The accolade ‘Righteous among the Nations’ is awarded by the State and people of Israel to non-Jewish individuals who risked their lives to rescue Jews during The Holocaust. Every candidate for the award is considered by a special commission consisting of Holocaust survivors, historians, and researchers, headed by a Supreme Court judge.
The criteria are strict; the candidate must have risked his or her own life to save one or more Jews from going to a Nazi death camp. The rescue must have been motivated purely by altruism, and there must be corroborating witness evidence.
Recipients of the award receive a specially struck medal with a citation, and their names are recorded on a Wall of Honour in the Garden of the Righteous at the Yad Vashem Holocaust Institute in Jerusalem.
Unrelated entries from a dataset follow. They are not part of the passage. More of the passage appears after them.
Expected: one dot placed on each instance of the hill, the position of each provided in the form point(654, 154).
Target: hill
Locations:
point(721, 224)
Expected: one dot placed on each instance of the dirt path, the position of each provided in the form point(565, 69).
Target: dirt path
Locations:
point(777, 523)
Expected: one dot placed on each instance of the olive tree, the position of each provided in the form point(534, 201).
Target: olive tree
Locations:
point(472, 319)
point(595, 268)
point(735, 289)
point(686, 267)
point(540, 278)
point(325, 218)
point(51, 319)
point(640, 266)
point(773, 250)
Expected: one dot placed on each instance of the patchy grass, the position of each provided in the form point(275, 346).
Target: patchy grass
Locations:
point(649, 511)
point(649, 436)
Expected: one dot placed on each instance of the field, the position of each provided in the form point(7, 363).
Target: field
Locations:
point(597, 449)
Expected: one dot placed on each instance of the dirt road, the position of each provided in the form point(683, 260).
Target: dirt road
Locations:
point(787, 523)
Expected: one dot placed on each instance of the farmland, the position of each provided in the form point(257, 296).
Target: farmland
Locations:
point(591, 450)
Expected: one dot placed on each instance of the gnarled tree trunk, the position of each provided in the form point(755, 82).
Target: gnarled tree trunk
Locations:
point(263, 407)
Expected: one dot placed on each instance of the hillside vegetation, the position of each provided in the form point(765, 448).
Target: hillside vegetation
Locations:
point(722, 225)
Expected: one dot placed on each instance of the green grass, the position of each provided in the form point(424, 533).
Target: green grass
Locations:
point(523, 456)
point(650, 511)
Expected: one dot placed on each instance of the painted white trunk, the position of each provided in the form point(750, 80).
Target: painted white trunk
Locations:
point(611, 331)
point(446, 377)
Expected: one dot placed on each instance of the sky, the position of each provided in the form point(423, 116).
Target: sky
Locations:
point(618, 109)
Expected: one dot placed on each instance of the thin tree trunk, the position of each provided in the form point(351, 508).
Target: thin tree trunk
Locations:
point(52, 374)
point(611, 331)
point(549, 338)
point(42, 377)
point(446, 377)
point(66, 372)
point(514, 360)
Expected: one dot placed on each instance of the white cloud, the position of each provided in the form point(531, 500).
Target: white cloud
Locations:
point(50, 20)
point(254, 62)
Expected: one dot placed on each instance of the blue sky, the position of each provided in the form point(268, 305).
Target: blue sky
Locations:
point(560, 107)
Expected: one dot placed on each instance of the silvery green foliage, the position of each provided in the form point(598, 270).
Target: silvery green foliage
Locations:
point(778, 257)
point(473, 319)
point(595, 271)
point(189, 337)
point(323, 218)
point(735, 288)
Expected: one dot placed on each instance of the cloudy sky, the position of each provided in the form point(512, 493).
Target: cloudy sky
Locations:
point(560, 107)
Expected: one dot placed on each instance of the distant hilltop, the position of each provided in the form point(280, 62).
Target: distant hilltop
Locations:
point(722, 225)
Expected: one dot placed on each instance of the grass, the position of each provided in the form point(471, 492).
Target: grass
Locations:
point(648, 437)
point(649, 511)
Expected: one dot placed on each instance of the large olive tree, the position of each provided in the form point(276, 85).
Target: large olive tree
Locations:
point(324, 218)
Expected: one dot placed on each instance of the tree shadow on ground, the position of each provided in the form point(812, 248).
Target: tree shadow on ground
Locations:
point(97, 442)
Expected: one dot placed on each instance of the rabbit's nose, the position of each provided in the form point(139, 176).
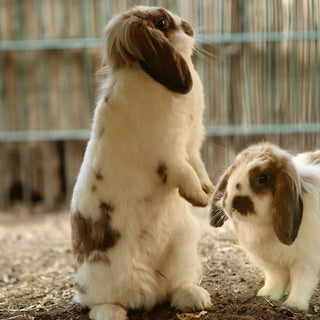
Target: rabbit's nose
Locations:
point(243, 204)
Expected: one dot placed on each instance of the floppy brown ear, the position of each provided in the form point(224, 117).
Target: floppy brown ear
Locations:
point(217, 215)
point(129, 40)
point(160, 59)
point(287, 208)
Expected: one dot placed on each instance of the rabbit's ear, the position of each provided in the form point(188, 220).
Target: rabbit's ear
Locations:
point(129, 39)
point(158, 57)
point(217, 215)
point(287, 207)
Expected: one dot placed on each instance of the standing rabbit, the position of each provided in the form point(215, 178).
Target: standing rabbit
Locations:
point(134, 238)
point(273, 199)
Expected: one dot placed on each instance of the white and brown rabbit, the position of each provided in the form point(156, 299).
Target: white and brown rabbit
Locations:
point(273, 199)
point(134, 238)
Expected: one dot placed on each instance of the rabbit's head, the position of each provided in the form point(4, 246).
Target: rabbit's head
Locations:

They also receive honorary citizenship of the State of Israel.
On 27th January 2016, the BBC broadcast a radio documentary about Albert Goering, the brother of Adolf Hitler’s admirer and close confidante Hermann Goering. In overall command of the Luftwaffe, Hermann was a charismatic figure. He believed that Hitler was infallible, and defended his Führer’s decisions on all matters.
Goering’s flamboyant lifestyle, his ornate uniforms, and his profligate spending did not endear him to other senior members of the Nazi party and he became paranoid, constantly seeking ways to conserve and increase his personal power.
Goering’s younger brother, Albert, was one of five children. A film maker at the start of the Second World War, Albert did not share Hermann’s love of the Nazi party. He hated the violence and prejudice that pervaded Hitler’s regime, but he realised that some of his brother’s status and influence rubbed off on him. He used it to good advantage, and it is said that he helped many dissidents to escape from Nazi Germany by forging Hermann’s signature on travel documents.
Many anecdotal stories exist about Göring’s resistance to the Nazi ideology and regime. For example, Albert is reported to have joined a group of Jewish women that had been forced to scrub the street. The SS officer in charge inspected his identification, and ordered the group’s scrubbing activity to stop after realizing he could be held responsible for allowing Hermann Göring’s brother to be publicly humiliated.
Albert Göring used his influence to get his Jewish former boss Oskar Pilzer freed after the Nazis arrested him. Göring then helped Pilzer and his family escape from Germany. He is reported to have done the same for many other German dissidents.
There is an unsubstantiated story that Albert may not have been a full brother to Hermann. It claims that he was, in fact, the child of an affair between his mother and Ritter Hermann von Epenstein, the aristocratic godfather of the Goering children. If the story is true, Albert was half Jewish, which would account for his attempts to help Jews escape from the Nazis.
Suggestions that Albert should be considered for a Righteous among the Nations award have been rejected by the Yad Vashem commission, however, because there is insufficient evidence to show that he risked his life to save Jews from deportation and death.
Albert descended into alcoholism after the war, burdened by his notorious family name and legacy, and died on 20th December 1966.